The Contemporary Jewelry Exchange es un proyecto de Olga Raben, donde ponía en contacto diseñadores de joyeria de todo el mundo para hacer un intercambio de joyas; tu haces una y recibes otra a cambio. Empezó como un proyecto pequeño el 2014 y enseguida se convirtió en uno grande con la participación de 370 joyeros de todo el mundo. Estoy escribiendo este post para explicaros mi experiencia como participante. Hay tres ediciones, el 2014, 2015 y 2016. Yo soy participante del 2015 y del 2016, y el funcionamiento era este. Tu mismo eras el responsable de hacer la fotos, la pieza de joyeria y enviar toda la información por dropbox a la organizadora, Olga Raben. Tenias que pagar para participar en el proyecto, pero esto incluía publicidad de tu trabajo en redes sociales, una web con todos los intercambios y un libro. Parece que en medio de un intercambio y otro, por motivos personales, ella dejó de hacer su parte. El intercambio del 2016 no está completado, la web no funciona y los dos libros, del 2015 y 2016 inexistentes. Debido a diversas reclamaciones de los participantes e intentos de conseguir una respuesta de su parte, al semana pasada nos envió una carta llena de excusas y dando una data de entrega, Agosto 2017. Personamente decidí que ya estaba harta de excusas y de esperar por un libro que creo que no va a llegar nunca, y después de reclamarle la devolución del dinero no he recibido respuesta. Me consta que somos muchos participantes en la misma situación y debido a que ella es la administradora de los grupos de Facebook, y los mensajes que son escritos allí son bloqueados y eliminados, he decidido escribir mi experiencia en este bloc. Espero que al menos sirva para que la comunidad de joyeros lo comparta y que todos estemos en contacto. 

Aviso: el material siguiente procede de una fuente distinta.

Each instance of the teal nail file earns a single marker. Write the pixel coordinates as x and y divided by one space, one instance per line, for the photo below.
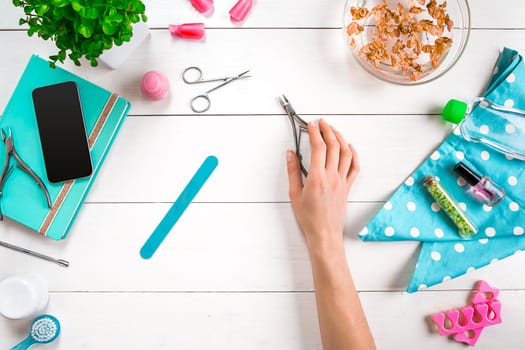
177 209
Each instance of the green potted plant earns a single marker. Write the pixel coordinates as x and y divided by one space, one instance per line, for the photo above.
82 28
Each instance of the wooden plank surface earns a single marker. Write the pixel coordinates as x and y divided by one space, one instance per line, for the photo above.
137 321
234 273
288 14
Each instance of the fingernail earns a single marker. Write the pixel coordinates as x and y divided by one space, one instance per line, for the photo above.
288 155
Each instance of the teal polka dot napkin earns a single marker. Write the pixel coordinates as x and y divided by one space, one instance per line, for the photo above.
412 214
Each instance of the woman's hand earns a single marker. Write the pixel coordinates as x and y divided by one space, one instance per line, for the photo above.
320 203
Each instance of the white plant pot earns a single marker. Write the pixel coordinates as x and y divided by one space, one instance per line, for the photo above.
117 55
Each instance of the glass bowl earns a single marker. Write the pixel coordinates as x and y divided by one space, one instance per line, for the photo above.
375 52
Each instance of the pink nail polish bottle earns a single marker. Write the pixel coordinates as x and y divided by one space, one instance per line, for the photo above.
202 6
193 31
481 187
240 10
154 85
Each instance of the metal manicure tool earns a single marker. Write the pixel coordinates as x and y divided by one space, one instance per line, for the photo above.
10 150
204 98
59 262
299 125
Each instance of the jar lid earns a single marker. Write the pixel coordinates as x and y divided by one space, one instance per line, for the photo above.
454 111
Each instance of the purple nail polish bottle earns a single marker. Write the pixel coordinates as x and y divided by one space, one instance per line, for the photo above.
481 187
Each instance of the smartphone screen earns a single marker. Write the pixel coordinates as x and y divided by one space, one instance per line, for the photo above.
62 132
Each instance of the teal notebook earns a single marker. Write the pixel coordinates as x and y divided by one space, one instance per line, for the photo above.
22 199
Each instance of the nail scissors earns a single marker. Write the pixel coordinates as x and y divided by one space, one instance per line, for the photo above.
299 125
10 150
204 98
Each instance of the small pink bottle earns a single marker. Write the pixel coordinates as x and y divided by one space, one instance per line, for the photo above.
193 31
481 187
240 10
202 6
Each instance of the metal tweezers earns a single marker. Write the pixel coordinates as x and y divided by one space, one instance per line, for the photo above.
299 125
10 150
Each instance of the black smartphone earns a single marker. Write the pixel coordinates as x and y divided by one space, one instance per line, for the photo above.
62 131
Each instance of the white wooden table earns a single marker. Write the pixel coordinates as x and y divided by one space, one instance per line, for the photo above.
234 272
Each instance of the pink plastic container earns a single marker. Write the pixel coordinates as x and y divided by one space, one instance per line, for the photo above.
202 6
193 31
154 85
240 10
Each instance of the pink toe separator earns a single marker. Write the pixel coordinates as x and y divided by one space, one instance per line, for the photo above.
470 337
240 10
467 322
484 292
468 318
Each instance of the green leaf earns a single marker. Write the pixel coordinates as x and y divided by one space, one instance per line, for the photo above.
60 3
91 13
85 30
77 6
109 28
42 9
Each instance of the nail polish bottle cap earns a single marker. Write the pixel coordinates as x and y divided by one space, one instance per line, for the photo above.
454 111
468 174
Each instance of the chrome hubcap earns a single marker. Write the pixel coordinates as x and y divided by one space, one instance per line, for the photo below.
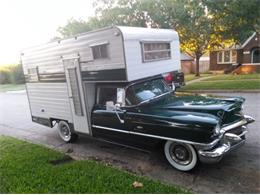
181 154
65 132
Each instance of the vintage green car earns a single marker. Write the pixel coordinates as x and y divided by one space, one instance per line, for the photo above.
191 128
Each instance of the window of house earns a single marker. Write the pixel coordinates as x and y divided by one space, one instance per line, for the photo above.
100 51
156 51
227 56
256 55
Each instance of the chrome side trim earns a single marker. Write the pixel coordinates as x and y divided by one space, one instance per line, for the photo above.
235 125
159 137
249 119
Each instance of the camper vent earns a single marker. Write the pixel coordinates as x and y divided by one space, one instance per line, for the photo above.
75 91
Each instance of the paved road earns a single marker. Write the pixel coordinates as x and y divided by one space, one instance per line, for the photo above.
238 172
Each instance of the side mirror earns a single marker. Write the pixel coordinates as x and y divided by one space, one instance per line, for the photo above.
173 87
120 97
110 106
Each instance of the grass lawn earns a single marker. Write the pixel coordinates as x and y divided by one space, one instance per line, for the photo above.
27 168
233 77
223 85
11 87
190 77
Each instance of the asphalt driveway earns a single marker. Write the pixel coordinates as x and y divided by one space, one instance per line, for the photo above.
239 172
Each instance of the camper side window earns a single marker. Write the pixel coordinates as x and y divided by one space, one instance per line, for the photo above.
100 51
33 74
152 51
106 94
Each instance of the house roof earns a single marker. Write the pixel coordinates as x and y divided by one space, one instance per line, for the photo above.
186 57
235 46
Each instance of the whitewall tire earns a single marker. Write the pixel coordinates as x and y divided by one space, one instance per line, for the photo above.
65 132
180 155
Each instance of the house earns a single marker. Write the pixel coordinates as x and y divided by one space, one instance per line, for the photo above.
244 58
188 64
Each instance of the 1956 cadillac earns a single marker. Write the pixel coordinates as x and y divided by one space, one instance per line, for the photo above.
116 84
191 128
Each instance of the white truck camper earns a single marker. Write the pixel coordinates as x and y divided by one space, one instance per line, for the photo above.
62 76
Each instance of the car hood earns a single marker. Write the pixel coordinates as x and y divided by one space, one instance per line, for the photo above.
199 105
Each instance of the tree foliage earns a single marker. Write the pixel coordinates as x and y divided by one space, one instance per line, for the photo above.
235 19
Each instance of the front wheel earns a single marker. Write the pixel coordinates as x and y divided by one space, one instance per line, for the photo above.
180 155
65 132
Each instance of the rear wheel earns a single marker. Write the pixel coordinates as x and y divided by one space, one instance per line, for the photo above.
180 155
66 133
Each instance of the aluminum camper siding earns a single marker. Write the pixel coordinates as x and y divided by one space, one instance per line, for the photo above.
48 94
48 57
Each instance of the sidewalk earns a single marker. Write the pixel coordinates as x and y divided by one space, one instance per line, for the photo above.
198 79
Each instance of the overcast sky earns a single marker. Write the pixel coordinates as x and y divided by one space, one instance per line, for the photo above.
25 23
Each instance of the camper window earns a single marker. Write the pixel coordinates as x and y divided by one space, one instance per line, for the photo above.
152 51
100 51
33 74
106 94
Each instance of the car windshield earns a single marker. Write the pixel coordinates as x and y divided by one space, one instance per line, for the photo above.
145 91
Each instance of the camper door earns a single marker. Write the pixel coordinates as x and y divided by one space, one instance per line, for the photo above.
76 95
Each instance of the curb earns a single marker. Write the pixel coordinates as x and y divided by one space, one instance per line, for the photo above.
221 91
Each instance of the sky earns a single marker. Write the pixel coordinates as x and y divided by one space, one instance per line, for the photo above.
25 23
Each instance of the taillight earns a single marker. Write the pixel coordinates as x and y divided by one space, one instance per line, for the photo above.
168 77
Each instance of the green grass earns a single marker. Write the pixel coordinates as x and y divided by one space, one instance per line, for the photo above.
26 168
11 87
224 85
190 77
233 77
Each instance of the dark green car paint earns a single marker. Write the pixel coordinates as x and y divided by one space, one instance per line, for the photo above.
176 115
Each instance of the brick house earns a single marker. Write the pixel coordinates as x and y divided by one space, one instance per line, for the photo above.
243 58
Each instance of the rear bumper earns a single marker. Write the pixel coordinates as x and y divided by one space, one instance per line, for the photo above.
228 142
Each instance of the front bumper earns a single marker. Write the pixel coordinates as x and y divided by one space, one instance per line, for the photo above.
226 144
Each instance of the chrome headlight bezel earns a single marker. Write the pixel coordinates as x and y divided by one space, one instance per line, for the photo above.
217 129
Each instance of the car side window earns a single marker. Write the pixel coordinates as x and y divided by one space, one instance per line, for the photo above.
106 94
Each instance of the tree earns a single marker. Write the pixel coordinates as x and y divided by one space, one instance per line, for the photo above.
235 19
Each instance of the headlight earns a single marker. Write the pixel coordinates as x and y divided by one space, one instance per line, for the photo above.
217 129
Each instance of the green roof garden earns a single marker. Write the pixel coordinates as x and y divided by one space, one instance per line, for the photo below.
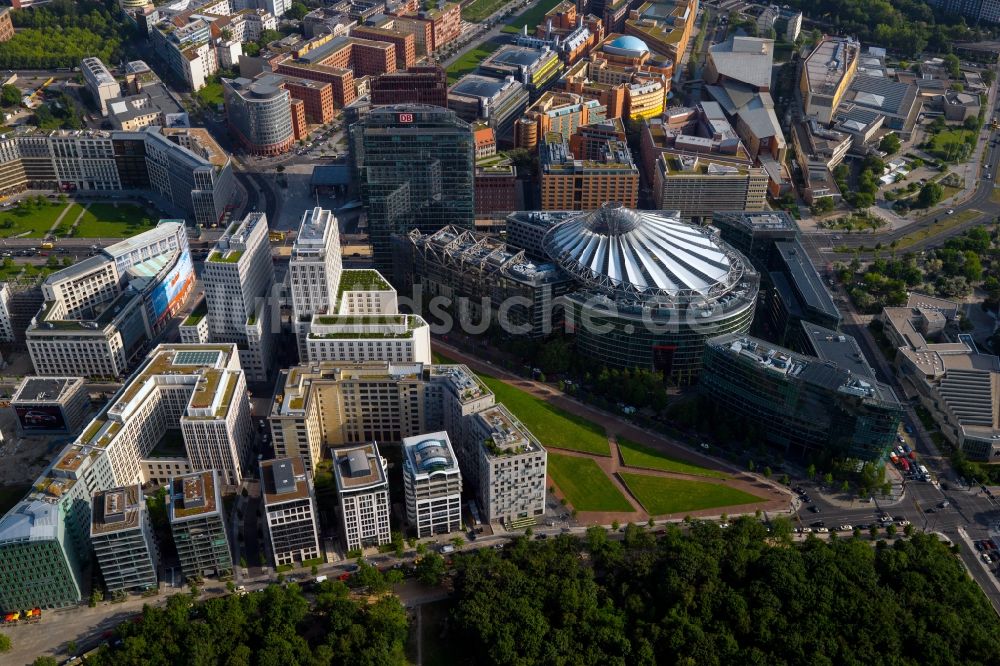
229 257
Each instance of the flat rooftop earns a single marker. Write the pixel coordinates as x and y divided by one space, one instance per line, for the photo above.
45 390
358 468
193 495
283 480
116 510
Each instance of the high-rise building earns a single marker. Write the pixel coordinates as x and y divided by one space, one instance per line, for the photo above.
804 405
290 509
122 534
314 270
6 26
363 487
238 277
347 404
416 165
433 485
100 313
567 183
420 84
196 389
348 315
99 82
260 114
198 526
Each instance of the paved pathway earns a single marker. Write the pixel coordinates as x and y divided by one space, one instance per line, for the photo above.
777 498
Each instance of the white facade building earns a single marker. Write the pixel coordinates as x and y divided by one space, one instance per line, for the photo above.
290 509
433 485
364 496
238 277
99 82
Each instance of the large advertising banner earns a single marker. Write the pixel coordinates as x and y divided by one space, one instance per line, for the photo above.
40 418
174 287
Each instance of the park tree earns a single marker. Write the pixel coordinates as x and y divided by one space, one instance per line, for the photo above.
890 143
430 569
10 95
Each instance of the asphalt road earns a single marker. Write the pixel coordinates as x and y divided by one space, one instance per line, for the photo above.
820 244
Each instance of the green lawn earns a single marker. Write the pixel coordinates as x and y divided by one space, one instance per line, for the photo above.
477 10
531 17
112 221
660 496
639 455
211 95
552 426
585 485
34 219
952 145
470 60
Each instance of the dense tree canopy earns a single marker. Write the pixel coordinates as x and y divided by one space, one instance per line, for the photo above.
62 33
275 627
907 26
735 596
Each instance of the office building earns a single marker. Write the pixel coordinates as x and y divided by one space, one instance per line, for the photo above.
238 276
50 405
153 105
314 271
498 102
419 84
338 61
536 68
567 183
198 525
290 509
557 112
506 466
827 73
363 488
649 290
6 314
417 167
99 82
808 407
100 313
946 372
405 43
6 26
184 167
634 87
497 189
666 26
697 186
46 535
432 483
42 562
260 114
349 404
122 535
483 277
346 315
792 292
786 23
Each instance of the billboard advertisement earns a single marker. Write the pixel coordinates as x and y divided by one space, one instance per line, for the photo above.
174 288
40 418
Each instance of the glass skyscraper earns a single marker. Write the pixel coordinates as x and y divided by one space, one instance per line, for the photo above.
416 165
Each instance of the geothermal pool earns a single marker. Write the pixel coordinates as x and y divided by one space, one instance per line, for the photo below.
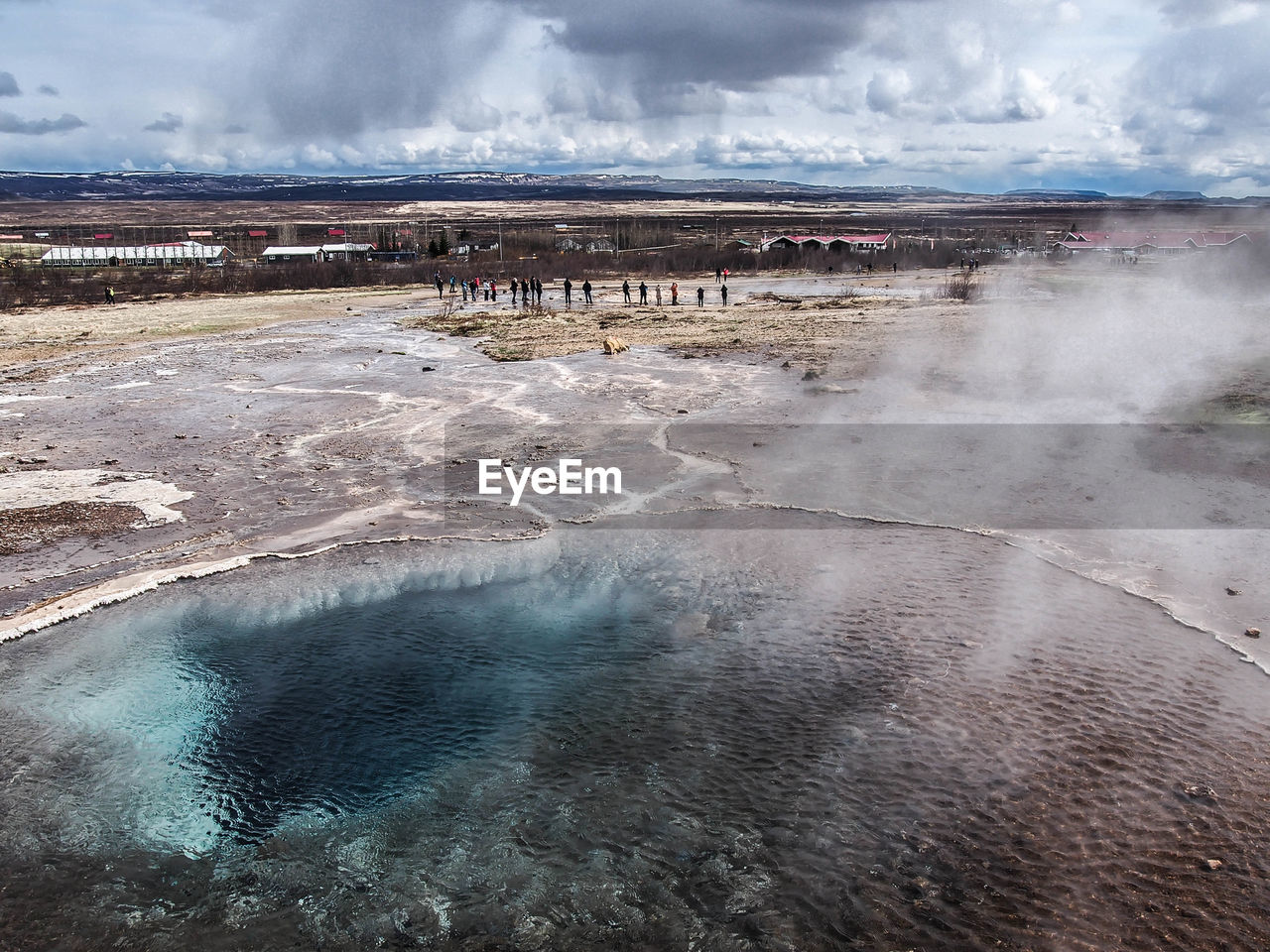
820 734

The Contemporary Jewelry Exchange is an Olga Raben project, where jewelry designers from around the world where asked to make a jewelry exchange; so, you make one jewel and you receive another. What began as a small project in 2014 became immediately immense, with the participation of 370 jewelers from around the world. I’m writing this post to explain my experience as a participant. There are three editions, 2014, 2015 and 2016. I’m a 2015 and 2016 participant, and the way it was working is this. Yourself were responsible of making the photos, the jewelry piece and send all information by dropbox to the organizer, Olga Raben. You had to pay to participate in the project, and this include advertising of your work on social networks, a website with all the exchanges and a book. It seems that in the middle of one exchange and the other, for personal reasons, she stopped doing her part. The 2016 exchange is not completed, the website doesn’t work and the two books, 2015 and 2016 don’t exist. Due to various participant complaints and attempts to get an answer from her, last week she sent a letter to us full of excuses and giving us a delivery date, August 2017. I decided that I was tired of excuses and waiting for a book that on my believe it will never arrive, and after asking for a refund I haven’t received a response. I know that we are many participants in the same situation and because she is the administrator of the Facebook groups, and the messages that are written there are blocked and deleted, I have decided to write my experience in this blog. I hope that at least it will be useful to jewelers to share it and to keep all of us in contact.